Hell: Scare tactic, or reality?


If you touch that stove, it will burn you. If you don't behave sensibly around the road, you might get hit by a car. If you break the law, you might get arrested. These are a few likely or guaranteed consequences of poor choices we might make in our lives. As adults, we all know this, and very few of us would object to teaching these facts to kids. I remember distinctly seeing the horrifying sight of burned corpses of children who played near pylons. These images were traumatising, and I definitely wouldn't want to see those videos again, but I would certainly have preferred seeing them to being blissfully ignorant of just how dangerous our world is and therefore unequipped to deal with it.

Many atheists today claim Hell is just a scare tactic designed to bully people into accepting Christianity, but this is circular reasoning. It is based on the assumption, not the knowledge, that Christianity isn't true and Hell is not a real place. When Jesus preached about Hell, He wasn't just preaching something He made up on the spot. He knew that Hell is a real place where, at the end of our Earthly lives, we will almost certainly end up. It is the final destination for all sinners, because the Holy nature of God is such that He cannot allow sin to go permanently unpunished.


But while Hell is a reality, Jesus had the answer, too. He, Himself, was worthy to take our just punishment upon Himself. By His death on the cross, anyone on the Earth, including you, can escape the inevitability of Hell just by repenting of sin and turning to Him in faith.
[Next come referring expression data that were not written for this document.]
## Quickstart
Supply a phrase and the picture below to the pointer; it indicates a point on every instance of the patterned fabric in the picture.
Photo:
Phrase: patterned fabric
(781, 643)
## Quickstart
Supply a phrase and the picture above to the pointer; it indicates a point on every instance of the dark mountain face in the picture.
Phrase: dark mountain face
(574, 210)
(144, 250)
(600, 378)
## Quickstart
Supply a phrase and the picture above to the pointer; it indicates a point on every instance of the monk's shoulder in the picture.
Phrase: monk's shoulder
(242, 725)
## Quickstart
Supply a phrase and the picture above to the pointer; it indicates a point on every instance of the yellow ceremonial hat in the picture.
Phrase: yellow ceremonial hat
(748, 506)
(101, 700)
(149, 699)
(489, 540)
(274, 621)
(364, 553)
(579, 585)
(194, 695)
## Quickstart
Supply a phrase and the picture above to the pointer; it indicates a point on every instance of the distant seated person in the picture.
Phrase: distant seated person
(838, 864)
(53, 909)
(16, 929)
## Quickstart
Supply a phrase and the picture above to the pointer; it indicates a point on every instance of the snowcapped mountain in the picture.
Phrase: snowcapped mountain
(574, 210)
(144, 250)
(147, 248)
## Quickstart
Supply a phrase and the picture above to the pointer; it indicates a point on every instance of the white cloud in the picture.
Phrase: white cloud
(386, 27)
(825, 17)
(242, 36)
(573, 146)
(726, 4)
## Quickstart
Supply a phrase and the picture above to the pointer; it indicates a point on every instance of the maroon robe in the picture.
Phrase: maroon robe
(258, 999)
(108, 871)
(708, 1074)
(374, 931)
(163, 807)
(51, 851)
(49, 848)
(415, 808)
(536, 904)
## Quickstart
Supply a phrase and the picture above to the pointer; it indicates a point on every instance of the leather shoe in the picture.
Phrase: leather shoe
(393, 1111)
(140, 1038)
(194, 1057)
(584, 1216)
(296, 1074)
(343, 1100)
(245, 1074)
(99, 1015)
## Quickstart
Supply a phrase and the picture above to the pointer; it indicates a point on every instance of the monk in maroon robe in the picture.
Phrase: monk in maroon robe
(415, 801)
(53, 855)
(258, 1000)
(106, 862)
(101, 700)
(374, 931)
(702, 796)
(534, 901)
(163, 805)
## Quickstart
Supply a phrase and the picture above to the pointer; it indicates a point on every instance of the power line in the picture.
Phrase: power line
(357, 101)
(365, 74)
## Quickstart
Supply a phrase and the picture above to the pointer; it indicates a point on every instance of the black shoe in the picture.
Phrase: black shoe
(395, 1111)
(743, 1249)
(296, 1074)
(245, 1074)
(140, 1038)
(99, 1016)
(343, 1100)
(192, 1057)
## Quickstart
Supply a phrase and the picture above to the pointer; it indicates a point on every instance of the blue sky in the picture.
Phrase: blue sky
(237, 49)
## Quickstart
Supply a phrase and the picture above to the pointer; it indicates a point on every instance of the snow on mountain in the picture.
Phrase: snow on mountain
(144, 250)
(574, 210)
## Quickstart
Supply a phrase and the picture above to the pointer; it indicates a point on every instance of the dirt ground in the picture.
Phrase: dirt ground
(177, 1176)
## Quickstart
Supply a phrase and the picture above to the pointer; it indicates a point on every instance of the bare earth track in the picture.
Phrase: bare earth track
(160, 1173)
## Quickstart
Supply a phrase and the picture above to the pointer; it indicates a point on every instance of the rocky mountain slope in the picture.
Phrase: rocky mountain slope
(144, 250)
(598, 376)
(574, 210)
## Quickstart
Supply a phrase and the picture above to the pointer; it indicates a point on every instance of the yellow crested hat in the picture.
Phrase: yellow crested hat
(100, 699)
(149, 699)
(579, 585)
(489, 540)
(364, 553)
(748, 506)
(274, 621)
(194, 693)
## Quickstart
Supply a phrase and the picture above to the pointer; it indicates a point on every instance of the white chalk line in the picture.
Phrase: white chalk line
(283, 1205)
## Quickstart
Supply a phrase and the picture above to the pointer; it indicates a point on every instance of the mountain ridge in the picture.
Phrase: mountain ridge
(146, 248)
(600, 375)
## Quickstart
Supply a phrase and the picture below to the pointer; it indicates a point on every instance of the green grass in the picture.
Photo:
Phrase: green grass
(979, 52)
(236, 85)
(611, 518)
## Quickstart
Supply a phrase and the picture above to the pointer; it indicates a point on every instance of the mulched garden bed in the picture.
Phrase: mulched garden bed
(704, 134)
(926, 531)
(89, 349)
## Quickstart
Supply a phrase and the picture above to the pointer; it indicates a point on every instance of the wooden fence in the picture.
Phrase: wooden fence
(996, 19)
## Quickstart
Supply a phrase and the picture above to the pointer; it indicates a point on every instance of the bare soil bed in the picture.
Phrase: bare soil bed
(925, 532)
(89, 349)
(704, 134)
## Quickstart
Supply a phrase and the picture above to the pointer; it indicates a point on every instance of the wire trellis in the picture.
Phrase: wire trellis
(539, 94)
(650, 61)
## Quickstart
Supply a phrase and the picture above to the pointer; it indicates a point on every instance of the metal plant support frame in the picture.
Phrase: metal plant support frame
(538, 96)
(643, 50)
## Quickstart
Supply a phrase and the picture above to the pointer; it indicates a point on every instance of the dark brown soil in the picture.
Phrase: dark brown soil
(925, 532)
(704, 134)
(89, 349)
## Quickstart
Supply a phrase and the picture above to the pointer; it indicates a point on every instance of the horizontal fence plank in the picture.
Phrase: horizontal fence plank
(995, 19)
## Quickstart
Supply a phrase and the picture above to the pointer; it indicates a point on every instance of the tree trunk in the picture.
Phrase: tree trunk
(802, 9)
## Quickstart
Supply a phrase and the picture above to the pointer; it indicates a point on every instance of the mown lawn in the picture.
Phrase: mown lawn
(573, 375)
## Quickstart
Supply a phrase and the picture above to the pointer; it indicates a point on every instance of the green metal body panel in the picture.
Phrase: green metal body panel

Ray Comfort once gave the analogy of a man drowning in the ocean. The man is wearing a belt of precious gold, which represents sin, and it's weighing him down. Christians are like a man who was also drowning, wearing a belt of gold, but threw off the belt and climbed into the lifeboat, and are warning the atheist to do the same. Because sin is so precious to mankind, we tend to prefer the "gold belt". Objectively, it's better to survive without the gold, but in the atheist's mind, they'd rather keep the gold and try to swim for it. Denying the reality of Hell is a temporary comfort, but ultimately it is fruitless.